Cat lovers are members of an exceptional club. A relationship with a cat can be joyful, entertaining and sometimes frustrating, but in the end, it’s always rewarding. Life with a cat is special, if you know what to expect.
Cats are so connected to myths and misconceptions that it’s no wonder they are often misunderstood. I want to help you separate fact from fiction.
First and foremost, cats are not small dogs. When you are reading about different cat breeds or looking at the personality descriptions of cats at a shelter, you may come across some that are described as “doglike.” It’s true that some cats, like dogs, will follow you around, play fetch or go for walks on-leash. But that is where the resemblance ends.

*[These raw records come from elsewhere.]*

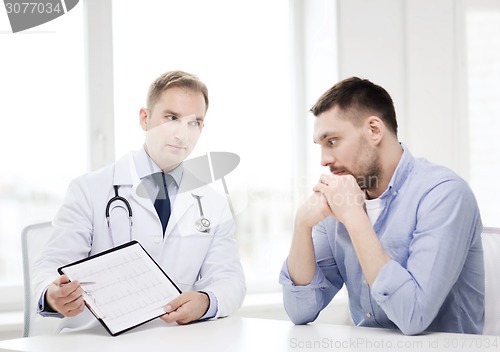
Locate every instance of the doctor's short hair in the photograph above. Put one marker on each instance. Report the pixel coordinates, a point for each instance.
(359, 98)
(175, 79)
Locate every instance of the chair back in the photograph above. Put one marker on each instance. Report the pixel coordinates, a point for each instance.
(491, 247)
(34, 238)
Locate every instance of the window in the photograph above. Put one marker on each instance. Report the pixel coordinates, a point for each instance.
(43, 134)
(241, 51)
(483, 58)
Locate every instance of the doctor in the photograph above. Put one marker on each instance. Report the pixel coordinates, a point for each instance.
(202, 260)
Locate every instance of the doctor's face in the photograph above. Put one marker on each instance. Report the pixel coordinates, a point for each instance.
(173, 126)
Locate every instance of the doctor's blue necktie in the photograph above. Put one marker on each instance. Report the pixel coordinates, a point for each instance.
(162, 202)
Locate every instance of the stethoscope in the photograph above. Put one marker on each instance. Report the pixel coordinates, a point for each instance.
(202, 224)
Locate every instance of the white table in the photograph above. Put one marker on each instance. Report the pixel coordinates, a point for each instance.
(250, 334)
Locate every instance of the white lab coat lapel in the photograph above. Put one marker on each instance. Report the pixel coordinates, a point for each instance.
(126, 174)
(182, 219)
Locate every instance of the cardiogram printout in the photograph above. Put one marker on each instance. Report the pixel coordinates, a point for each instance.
(123, 287)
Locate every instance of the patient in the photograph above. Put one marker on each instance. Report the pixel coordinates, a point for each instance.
(401, 233)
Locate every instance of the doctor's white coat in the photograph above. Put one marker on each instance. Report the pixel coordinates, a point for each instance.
(192, 259)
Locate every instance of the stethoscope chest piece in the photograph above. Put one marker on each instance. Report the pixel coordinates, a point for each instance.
(202, 224)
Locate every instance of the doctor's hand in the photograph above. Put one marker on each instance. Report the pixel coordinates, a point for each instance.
(187, 307)
(65, 297)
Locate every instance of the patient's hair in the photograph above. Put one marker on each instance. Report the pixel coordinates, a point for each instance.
(179, 79)
(359, 98)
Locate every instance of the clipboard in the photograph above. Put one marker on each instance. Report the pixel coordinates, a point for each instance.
(123, 287)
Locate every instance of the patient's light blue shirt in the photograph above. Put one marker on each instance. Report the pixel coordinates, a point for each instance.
(431, 228)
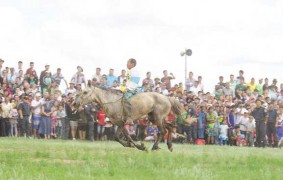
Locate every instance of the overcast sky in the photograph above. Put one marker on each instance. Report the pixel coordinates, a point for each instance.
(224, 36)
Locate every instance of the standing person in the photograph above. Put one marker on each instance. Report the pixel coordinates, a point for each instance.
(24, 112)
(91, 110)
(97, 74)
(211, 118)
(101, 116)
(280, 124)
(167, 79)
(46, 112)
(58, 76)
(61, 114)
(7, 110)
(14, 120)
(272, 117)
(201, 122)
(133, 77)
(66, 114)
(36, 111)
(122, 77)
(42, 76)
(260, 117)
(111, 78)
(20, 67)
(190, 82)
(79, 77)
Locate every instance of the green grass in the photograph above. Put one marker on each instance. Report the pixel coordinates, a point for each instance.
(56, 159)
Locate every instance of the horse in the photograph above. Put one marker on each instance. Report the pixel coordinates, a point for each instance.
(120, 109)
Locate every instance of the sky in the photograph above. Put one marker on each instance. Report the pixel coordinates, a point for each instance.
(224, 36)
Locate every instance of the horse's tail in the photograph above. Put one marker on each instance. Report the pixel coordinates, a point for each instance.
(176, 106)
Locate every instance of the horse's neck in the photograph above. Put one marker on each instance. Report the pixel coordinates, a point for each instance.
(108, 99)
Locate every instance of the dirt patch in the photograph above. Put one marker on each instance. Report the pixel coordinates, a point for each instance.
(63, 161)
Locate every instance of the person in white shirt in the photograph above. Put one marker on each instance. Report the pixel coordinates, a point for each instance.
(250, 127)
(7, 109)
(243, 121)
(240, 112)
(36, 113)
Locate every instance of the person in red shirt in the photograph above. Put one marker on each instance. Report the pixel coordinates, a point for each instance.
(101, 116)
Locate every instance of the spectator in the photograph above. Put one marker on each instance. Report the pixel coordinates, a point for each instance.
(6, 113)
(36, 111)
(252, 85)
(250, 126)
(190, 82)
(167, 79)
(14, 119)
(25, 112)
(223, 136)
(121, 77)
(266, 84)
(97, 74)
(57, 77)
(111, 78)
(20, 68)
(45, 125)
(42, 77)
(272, 118)
(259, 86)
(240, 77)
(260, 116)
(151, 133)
(79, 77)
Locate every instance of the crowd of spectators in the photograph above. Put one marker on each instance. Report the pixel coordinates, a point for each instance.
(238, 112)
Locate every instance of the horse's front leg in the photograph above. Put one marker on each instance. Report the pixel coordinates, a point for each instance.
(138, 146)
(161, 135)
(169, 139)
(120, 137)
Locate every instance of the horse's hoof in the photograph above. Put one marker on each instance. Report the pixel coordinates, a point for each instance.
(155, 148)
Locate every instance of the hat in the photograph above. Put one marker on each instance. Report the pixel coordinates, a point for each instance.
(79, 67)
(274, 80)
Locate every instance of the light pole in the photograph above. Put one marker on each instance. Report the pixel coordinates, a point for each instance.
(186, 53)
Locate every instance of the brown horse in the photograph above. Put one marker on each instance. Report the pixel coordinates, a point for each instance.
(119, 110)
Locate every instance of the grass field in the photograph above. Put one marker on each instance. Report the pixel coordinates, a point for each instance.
(56, 159)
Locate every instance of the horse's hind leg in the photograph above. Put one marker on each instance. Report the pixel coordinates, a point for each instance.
(160, 136)
(120, 137)
(140, 147)
(169, 139)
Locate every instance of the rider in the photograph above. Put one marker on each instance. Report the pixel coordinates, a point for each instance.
(132, 75)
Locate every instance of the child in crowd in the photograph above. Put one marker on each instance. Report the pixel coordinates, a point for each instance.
(54, 118)
(238, 137)
(132, 131)
(176, 137)
(107, 129)
(59, 116)
(151, 133)
(216, 130)
(250, 127)
(14, 120)
(223, 133)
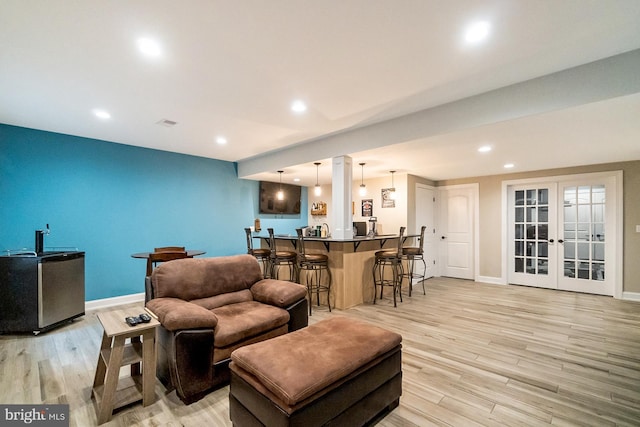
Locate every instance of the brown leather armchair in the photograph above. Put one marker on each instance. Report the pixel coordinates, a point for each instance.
(209, 307)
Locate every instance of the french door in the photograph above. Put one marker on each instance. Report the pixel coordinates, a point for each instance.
(562, 234)
(532, 230)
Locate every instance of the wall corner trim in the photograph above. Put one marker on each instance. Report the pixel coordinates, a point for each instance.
(491, 280)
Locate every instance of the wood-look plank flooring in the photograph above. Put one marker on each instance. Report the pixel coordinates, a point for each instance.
(473, 355)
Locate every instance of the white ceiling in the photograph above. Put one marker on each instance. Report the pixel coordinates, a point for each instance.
(232, 68)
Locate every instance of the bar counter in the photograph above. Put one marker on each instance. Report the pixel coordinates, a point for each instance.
(350, 261)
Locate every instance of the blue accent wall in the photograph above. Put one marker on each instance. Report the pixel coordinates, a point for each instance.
(111, 200)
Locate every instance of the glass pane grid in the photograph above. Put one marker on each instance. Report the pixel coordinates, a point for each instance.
(531, 231)
(584, 217)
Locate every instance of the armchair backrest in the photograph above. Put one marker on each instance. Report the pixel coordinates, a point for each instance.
(198, 278)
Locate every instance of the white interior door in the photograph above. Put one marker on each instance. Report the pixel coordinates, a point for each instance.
(425, 215)
(457, 207)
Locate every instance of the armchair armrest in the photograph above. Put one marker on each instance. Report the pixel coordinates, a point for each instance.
(175, 314)
(278, 292)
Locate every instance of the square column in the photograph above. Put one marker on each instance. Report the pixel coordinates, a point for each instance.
(342, 217)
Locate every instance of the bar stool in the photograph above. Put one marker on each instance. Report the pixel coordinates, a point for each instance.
(385, 260)
(282, 258)
(262, 255)
(314, 265)
(411, 255)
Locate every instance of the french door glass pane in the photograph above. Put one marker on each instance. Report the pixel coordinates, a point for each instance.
(584, 219)
(531, 215)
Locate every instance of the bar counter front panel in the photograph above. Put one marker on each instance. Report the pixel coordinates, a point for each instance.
(350, 261)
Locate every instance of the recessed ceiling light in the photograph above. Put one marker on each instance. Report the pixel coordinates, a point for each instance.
(298, 106)
(149, 47)
(477, 32)
(102, 114)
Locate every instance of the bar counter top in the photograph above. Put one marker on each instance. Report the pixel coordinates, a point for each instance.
(382, 238)
(350, 262)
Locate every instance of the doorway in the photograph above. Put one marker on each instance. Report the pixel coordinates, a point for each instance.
(564, 233)
(458, 218)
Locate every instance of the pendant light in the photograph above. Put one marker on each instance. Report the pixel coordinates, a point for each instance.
(317, 190)
(280, 193)
(363, 188)
(392, 193)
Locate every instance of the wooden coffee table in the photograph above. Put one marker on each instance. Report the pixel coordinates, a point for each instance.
(116, 352)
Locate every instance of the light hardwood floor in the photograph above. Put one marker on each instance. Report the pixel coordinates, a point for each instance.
(473, 354)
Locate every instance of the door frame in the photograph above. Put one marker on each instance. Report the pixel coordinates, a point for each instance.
(619, 215)
(475, 187)
(432, 260)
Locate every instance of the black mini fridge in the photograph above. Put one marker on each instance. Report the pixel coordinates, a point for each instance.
(40, 291)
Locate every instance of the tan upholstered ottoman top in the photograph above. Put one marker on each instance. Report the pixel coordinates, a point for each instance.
(295, 366)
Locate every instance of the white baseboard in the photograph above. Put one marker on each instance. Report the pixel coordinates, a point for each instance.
(631, 296)
(110, 302)
(491, 280)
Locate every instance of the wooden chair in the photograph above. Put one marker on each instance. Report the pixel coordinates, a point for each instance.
(164, 256)
(316, 271)
(411, 255)
(385, 260)
(262, 255)
(282, 258)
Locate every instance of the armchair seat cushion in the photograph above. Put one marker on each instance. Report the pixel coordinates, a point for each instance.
(244, 320)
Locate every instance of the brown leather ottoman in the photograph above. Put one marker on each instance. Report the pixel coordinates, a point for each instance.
(336, 372)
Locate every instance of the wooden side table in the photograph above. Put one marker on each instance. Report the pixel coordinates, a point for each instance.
(115, 353)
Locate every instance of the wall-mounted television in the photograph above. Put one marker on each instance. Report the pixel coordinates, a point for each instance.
(269, 203)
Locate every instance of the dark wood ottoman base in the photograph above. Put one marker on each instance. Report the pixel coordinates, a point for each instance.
(360, 398)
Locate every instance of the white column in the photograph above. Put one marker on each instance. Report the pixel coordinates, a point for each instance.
(342, 170)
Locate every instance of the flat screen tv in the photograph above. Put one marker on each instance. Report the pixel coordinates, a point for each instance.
(269, 203)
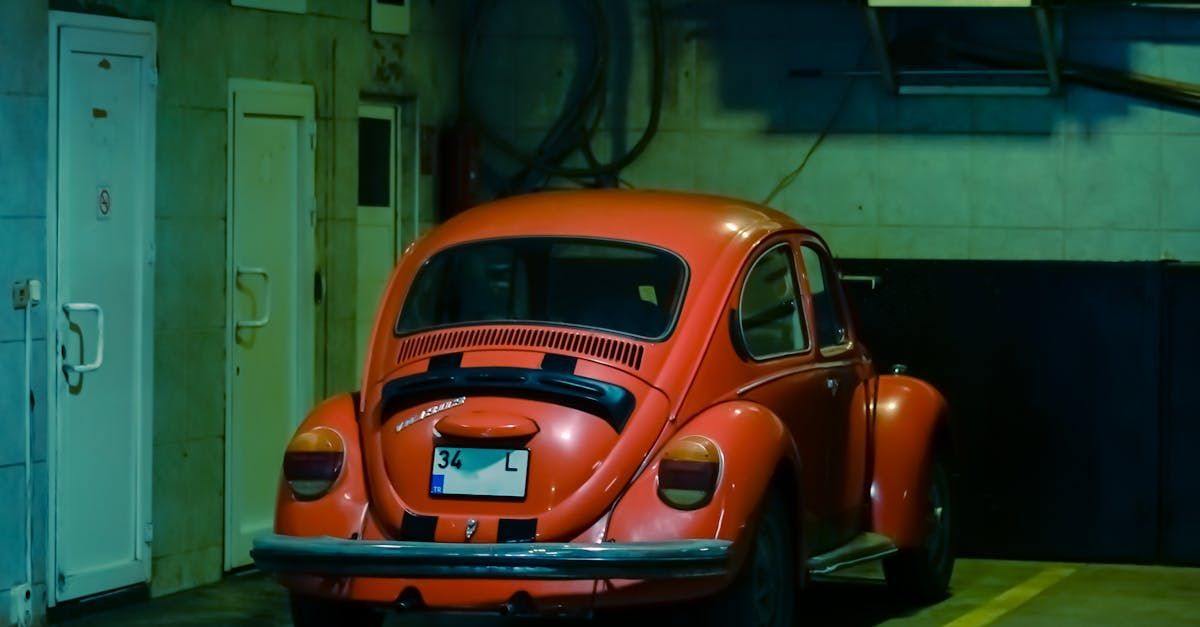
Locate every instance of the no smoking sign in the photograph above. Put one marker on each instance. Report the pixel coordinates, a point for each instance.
(103, 202)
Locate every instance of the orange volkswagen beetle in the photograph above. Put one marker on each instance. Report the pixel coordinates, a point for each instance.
(589, 400)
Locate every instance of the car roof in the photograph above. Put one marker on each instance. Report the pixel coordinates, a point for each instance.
(693, 225)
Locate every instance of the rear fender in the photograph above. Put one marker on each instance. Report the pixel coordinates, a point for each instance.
(340, 513)
(753, 443)
(911, 421)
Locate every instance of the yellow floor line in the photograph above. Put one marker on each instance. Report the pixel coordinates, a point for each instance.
(1012, 598)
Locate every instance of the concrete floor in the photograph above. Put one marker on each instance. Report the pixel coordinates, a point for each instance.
(985, 592)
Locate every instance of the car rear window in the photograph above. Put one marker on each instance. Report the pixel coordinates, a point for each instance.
(613, 286)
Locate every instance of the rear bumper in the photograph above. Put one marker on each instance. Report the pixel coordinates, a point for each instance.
(430, 560)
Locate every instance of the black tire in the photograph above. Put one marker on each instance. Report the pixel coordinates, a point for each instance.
(310, 611)
(923, 574)
(763, 593)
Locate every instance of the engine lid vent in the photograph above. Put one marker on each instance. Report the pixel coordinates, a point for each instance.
(606, 348)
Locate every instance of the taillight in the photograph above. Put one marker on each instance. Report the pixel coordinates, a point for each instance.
(688, 472)
(312, 461)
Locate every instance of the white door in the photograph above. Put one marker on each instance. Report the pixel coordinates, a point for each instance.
(270, 322)
(101, 242)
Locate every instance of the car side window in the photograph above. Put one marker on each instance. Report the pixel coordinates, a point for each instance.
(826, 309)
(771, 320)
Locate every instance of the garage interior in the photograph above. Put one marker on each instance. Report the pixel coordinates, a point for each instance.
(1017, 179)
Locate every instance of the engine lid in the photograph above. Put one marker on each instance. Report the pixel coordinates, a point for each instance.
(489, 453)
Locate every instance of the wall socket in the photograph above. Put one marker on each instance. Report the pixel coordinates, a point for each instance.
(27, 292)
(21, 605)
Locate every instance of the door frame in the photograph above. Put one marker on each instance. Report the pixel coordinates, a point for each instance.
(307, 252)
(109, 25)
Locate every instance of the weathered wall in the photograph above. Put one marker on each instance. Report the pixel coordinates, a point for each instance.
(202, 43)
(201, 46)
(1085, 175)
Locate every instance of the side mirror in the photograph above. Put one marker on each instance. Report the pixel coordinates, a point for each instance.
(874, 281)
(736, 336)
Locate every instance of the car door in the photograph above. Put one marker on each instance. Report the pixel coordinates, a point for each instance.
(772, 330)
(841, 366)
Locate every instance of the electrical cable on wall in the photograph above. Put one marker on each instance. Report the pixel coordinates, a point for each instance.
(790, 178)
(575, 130)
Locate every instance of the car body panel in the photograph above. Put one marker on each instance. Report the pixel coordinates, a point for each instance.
(849, 446)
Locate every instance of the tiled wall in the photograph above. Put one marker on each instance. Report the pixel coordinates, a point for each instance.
(23, 87)
(1084, 175)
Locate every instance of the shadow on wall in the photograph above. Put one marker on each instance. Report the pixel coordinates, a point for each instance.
(787, 61)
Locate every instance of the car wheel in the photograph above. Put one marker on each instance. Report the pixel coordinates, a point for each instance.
(310, 611)
(924, 573)
(763, 593)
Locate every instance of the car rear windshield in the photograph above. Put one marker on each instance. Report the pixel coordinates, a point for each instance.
(613, 286)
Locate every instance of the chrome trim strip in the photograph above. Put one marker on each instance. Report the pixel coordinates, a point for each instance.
(429, 560)
(790, 371)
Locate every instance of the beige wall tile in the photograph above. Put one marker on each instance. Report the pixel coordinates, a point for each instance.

Cats differ from dogs in many ways, but here are some of the most important:
? Their nutritional needs are different. Cats are what biologists call “obligate carnivores.” That means they must have meat in their diet to survive. Lots of meat. While dogs can exist on a diet that contains large amounts of grains, cats need meat protein to be at the top of their game. Meat contains a nutrient called taurine that is essential for heart and eye health and normal cell, muscle and skeletal function. Cats can’t synthesize taurine on their own, so they must get it from their diet. Cats also have other nutritional requirements that vary from those of dogs, such as the type of vitamin A they can use. That’s why you should never feed your cat the same food you give your dog.
? Their physiology is different. Cats metabolize drugs differently than dogs or people. It’s very dangerous to give a cat the same drug that you or I or the dog next door might take, even if it’s for the same type of problem. Take pain, for instance. I’ve seen clients kill their cats by going to the medicine chest and giving their cats aspirin or acetaminophen. The same holds true for parasite treatments: Never apply a flea or tick treatment or shampoo made for dogs to your cat. Always call your veterinarian first and ask if a particular medication is safe for your cat and at what dose.
? The way cats express pain is different. Well, it’s not really different. It’s almost nonexistent. It’s much easier to notice pain in a dog because we tend to interact with dogs directly. We take them on walks and we see whether they’re limping, for instance, or moving more slowly. With cats, it’s much more difficult to see the changes in mobility that signal injury or arthritis. Cats know instinctively that displaying pain puts them at risk from other predators, so they do their best to mask it. That works to their disadvantage when it comes to veterinary care. The signs that a cat is in pain are so subtle that most people miss them unless they are keen observers of their cats.
? Cats need to see the veterinarian. It’s a mystery to me why people are so much less likely to provide veterinary care to their cats than to their dogs. Cats are the most popular pets in America, yet veterinarians are seeing a decline in veterinary visits for cats. That’s a shame, because cats need and deserve great veterinary care to ensure that they live long, happy, healthy lives. They might be intelligent and independent creatures, but they can’t doctor themselves — at least not yet. Providing your cat with regular veterinary care is a good investment, and it’s one of the responsibilities you owe your cat when you bring him into your life.